Genome Integrity Discussion Group February 2017

Organizers

Scott Keeney, PhD

Memorial Sloan Kettering Cancer Center

Susan Smith, PhD

NYU Langone Medical Center

Lorraine Symington, PhD

Columbia University Irving Medical Center

Sonya Dougal, PhD

The New York Academy of Sciences

Caitlin McOmish

The New York Academy of Sciences

Speakers

Simona Giunta, PhD

The Rockefeller University (Funabiki Lab)

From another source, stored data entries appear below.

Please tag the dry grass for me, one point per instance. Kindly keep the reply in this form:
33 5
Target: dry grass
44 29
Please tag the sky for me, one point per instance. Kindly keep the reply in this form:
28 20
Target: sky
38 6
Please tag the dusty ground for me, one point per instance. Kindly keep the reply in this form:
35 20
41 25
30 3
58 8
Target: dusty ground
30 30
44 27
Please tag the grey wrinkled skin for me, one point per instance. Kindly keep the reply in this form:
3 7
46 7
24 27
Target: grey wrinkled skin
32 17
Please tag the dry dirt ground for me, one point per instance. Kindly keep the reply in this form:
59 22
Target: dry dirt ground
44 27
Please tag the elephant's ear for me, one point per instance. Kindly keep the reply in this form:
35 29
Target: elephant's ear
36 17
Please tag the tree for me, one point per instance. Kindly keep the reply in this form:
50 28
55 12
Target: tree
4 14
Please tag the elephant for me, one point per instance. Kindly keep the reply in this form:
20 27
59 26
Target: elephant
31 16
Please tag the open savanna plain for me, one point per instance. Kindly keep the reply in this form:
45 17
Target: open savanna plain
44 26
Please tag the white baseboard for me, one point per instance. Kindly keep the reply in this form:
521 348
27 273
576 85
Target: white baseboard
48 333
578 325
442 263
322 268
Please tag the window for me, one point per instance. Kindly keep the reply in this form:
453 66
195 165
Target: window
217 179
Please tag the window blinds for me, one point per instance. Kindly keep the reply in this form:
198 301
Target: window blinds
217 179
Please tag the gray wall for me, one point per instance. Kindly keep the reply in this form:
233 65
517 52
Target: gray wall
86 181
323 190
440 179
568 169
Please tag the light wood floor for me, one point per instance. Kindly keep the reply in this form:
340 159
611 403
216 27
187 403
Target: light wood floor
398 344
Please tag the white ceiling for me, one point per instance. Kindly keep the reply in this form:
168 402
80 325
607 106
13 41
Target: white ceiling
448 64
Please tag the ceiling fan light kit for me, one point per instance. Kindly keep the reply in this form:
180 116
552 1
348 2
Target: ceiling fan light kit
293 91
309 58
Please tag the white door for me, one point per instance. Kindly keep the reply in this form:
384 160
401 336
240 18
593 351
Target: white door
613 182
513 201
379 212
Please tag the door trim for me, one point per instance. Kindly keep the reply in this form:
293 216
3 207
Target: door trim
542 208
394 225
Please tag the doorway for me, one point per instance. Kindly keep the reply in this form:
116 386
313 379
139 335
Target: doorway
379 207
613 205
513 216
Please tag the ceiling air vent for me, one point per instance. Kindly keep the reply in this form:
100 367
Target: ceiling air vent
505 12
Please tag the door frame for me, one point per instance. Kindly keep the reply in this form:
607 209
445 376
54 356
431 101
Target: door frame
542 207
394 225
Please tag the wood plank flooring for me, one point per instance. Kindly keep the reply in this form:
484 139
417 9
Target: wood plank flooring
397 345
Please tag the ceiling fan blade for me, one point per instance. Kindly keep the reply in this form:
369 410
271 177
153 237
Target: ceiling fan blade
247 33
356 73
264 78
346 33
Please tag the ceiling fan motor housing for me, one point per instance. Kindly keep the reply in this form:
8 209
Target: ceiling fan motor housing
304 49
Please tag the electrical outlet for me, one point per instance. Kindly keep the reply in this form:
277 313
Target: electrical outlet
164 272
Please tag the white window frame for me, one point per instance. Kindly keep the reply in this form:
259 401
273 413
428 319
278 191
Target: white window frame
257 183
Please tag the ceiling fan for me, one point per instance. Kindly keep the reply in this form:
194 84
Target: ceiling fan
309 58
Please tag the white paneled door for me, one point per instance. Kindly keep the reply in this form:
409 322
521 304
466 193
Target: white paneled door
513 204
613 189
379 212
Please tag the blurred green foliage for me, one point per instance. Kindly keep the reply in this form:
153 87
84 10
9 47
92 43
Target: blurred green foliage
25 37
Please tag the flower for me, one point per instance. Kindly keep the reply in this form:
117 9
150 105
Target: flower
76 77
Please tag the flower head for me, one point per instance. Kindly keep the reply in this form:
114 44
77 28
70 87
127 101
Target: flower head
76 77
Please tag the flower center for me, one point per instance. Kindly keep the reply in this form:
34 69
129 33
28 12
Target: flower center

Simona Giunta is a Research Associate in the laboratory of Prof. Funabiki at the Rockefeller University, where she is developing assays to examine the integrity of human centromeres tandem DNA repeats in proliferating cells. Originally from Rome, Simona earned her PhD in Cancer Research in the laboratory of Prof. Steve Jackson at the University of Cambridge, where she analysed the fate of DNA double strand breaks during mitosis and reported the suppression of late signaling events in the mitotic DNA damage response. Following a short-term project at the CSIRO in Australia as a UICC Fellow investigating the protective impact of resveratrol on oxidative damage, she started her postdoctoral work at the Rockefeller University on human centromeres stability. Simona was an American Italian Cancer Foundation Fellow from 2012–2014 and a Rockefeller Women & Science Fellow in 2012–2013.

Scott Keeney, PhD

Memorial Sloan Kettering Cancer Center

Molly Przeworski, PhD

Columbia University

Molly Przeworski received a BA in Mathematics from Princeton University and a PhD in Evolutionary Biology from the University of Chicago. Her postdoc was in the Statistics Dept. of the University of Oxford, and was followed by a two year stint as a research scientist at the Max Planck Institute for Evolutionary Anthropology. Before moving to Columbia University, she was a faculty member at the University of Chicago (where she was also a Howard Hughes Medical Institute Early Career Scientist) as well as, briefly, at Brown University. Her work focuses on understanding how natural selection shapes patterns of genetic variation in humans and on elucidating the evolution of recombination and mutation processes across vertebrates.

Upasana Roy

Stony Brook University (Schärer Lab)

Upasana Roy is a PhD candidate in Dr. Orlando Schärer's lab at the Department of Chemistry in Stony Brook University. She uses chemically modified DNA to understand how the structure of DNA interstrand crosslinks (ICLs) affect lesion bypass during ICL repair. Upasana holds a BS in Chemistry from St. Stephen's College, India, and an MS in molecular biology from the Tata Institute of Fundamental Research, India. Her Masters thesis focused on understanding the mechanisms by which micro-RNAs are regulated. In particular, she studied the effect of histone deacetylase Sirt1 on micro-RNA expression, and the regulation of miR-9 in mouse pancreatic β-cells.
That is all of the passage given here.